Laboratory of Biochemistry and Molecular Biology, University Hospital of Strasbourg, 67000, Strasbourg, France.
Laboratoire de Neurosciences Cognitives et Adaptatives (LNCA), University of Strasbourg, 67000, Strasbourg, France.
Alzheimers Res Ther. 2020 Sep 29;12(1):120. doi: 10.1186/s13195-020-00684-5.
Several studies have investigated the value of alpha-synuclein assay in the cerebrospinal fluid (CSF) of Alzheimer's disease (AD) and dementia with Lewy bodies (DLB) patients in the differential diagnosis of these two pathologies. However, very few studies have focused on this assay in AD and DLB patients at the MCI stage.

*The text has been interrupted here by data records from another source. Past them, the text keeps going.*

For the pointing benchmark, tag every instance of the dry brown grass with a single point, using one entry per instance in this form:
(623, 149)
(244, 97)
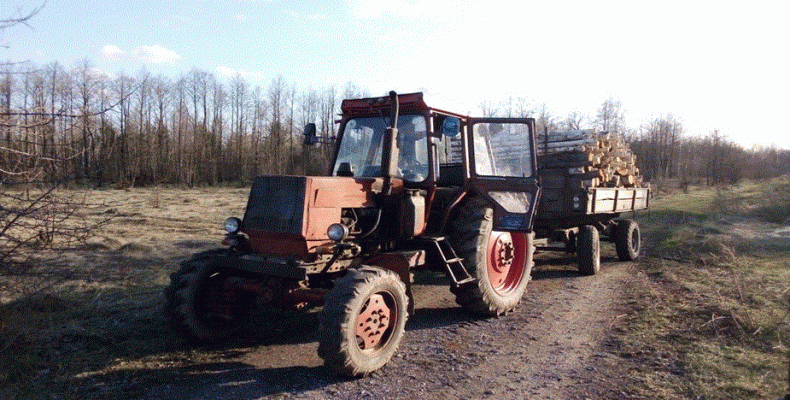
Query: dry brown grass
(711, 302)
(82, 307)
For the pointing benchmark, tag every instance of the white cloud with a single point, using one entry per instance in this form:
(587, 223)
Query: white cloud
(371, 9)
(112, 51)
(155, 54)
(229, 72)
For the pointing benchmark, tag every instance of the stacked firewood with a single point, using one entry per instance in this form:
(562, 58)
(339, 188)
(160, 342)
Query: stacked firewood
(596, 159)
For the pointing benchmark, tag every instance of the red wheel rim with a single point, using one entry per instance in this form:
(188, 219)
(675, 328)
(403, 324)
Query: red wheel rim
(506, 256)
(376, 321)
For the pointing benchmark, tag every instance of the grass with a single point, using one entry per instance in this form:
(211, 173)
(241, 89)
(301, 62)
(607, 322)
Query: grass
(711, 299)
(709, 304)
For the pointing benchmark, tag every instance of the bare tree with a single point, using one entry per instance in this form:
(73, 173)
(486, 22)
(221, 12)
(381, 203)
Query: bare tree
(610, 115)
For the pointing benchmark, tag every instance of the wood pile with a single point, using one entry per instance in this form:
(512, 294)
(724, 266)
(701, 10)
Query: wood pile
(591, 159)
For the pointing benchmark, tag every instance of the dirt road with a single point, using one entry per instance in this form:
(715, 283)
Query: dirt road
(552, 346)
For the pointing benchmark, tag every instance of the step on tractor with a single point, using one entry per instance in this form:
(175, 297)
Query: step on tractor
(411, 188)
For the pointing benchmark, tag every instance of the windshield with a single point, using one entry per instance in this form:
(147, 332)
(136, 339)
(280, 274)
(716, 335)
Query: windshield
(361, 143)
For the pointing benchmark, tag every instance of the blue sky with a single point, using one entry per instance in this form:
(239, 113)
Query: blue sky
(714, 64)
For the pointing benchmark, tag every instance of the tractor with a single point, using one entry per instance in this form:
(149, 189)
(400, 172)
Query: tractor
(412, 188)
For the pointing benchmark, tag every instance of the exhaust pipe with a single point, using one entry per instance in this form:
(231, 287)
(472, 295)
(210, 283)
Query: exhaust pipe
(391, 151)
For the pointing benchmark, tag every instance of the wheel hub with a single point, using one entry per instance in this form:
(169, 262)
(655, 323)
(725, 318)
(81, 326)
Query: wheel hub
(373, 322)
(502, 253)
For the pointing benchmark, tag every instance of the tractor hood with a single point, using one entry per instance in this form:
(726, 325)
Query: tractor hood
(289, 215)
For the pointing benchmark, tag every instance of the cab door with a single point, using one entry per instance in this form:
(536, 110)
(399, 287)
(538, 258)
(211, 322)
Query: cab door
(503, 168)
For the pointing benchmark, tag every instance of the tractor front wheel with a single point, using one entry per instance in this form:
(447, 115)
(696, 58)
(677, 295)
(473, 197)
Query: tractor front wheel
(363, 321)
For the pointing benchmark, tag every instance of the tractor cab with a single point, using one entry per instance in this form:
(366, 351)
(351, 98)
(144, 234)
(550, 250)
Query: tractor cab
(445, 155)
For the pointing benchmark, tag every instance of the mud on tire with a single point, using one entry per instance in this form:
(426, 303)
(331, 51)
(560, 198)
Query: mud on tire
(363, 321)
(500, 262)
(196, 305)
(588, 250)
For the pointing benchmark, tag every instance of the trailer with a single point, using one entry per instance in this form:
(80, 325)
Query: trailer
(574, 216)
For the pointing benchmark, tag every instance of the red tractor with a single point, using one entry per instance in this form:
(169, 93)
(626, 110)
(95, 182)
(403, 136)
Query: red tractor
(411, 188)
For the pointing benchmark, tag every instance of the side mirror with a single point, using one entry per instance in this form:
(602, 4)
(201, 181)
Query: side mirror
(310, 137)
(345, 169)
(451, 126)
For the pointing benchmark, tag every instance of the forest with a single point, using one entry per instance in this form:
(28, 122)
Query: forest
(80, 126)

All patients were enrolled under a hospital clinical research protocol from the tertiary Memory Clinic (CM2R) of Alsace, France, by an experienced team of clinicians. A total of 166 patients were included in this study: 21 control subjects (CS), 51 patients with DLB at the prodromal stage (pro-DLB), 16 patients with DLB at the demented stage (DLB-d), 33 AD patients at the prodromal stage (pro-AD), 32 AD patients at the demented stage (AD-d), and 13 patients with mixed pathology (AD+DLB). CSF levels of total alpha-synuclein were assessed using a commercial enzyme-linked immunosorbent assay (ELISA) for alpha-synuclein (AJ Roboscreen). Alzheimer's biomarkers (t-Tau, P-Tau, Aβ42, and Aβ40) were also measured.
The alpha-synuclein assays showed a significant difference between the AD and DLB groups. Total alpha-synuclein levels were significantly higher in AD patients than in DLB patients. However, the ROC curves show a moderate discriminating power between AD and DLB (AUC = 0.78) which does not improve the discriminating power of the combination of Alzheimer biomarkers (AUC = 0.95 with or without alpha-synuclein). Interestingly, the levels appeared to be altered from the prodromal stage in both AD and DLB.
The modification of total alpha-synuclein levels in the CSF of patients occurs early, from the prodromal stage. The adding of alpha-synuclein total to the combination of Alzheimer's biomarker does not improve the differential diagnosis between AD and DLB.
ClinicalTrials.gov, NCT01876459 (AlphaLewyMa).
已有多项研究调查了在阿尔茨海默病(AD)和路易体痴呆(DLB)患者的脑脊液(CSF)中α-突触核蛋白检测的价值,以辅助这两种病理情况的鉴别诊断。然而,仅有极少数研究关注了处于轻度认知障碍(MCI)阶段的 AD 和 DLB 患者的该检测。
所有患者均根据法国阿尔萨斯地区三级记忆诊所(CM2R)的医院临床研究方案,由经验丰富的临床医生团队纳入研究。共有 166 名患者纳入本研究:21 名对照受试者(CS)、51 名前驱期 DLB 患者(pro-DLB)、16 名痴呆期 DLB 患者(DLB-d)、33 名前驱期 AD 患者(pro-AD)、32 名痴呆期 AD 患者(AD-d)和 13 名混合病理患者(AD+DLB)。采用商业化的α-突触核蛋白酶联免疫吸附试验(ELISA)(AJ Roboscreen)评估 CSF 中总α-突触核蛋白水平。还测量了阿尔茨海默病生物标志物(t-Tau、P-Tau、Aβ42 和 Aβ40)。
α-突触核蛋白检测在 AD 和 DLB 组之间显示出显著差异。AD 患者的总α-突触核蛋白水平明显高于 DLB 患者。然而,ROC 曲线显示 AD 和 DLB 之间具有中等的区分能力(AUC=0.78),且不提高阿尔茨海默病生物标志物组合(有或无α-突触核蛋白时 AUC=0.95)的区分能力。有趣的是,在 AD 和 DLB 中,水平似乎从前驱期开始就发生了改变。
从前驱期开始,患者 CSF 中的总α-突触核蛋白水平发生改变。将总α-突触核蛋白添加到阿尔茨海默病生物标志物组合中并不能改善 AD 和 DLB 之间的鉴别诊断。
ClinicalTrials.gov,NCT01876459(AlphaLewyMa)。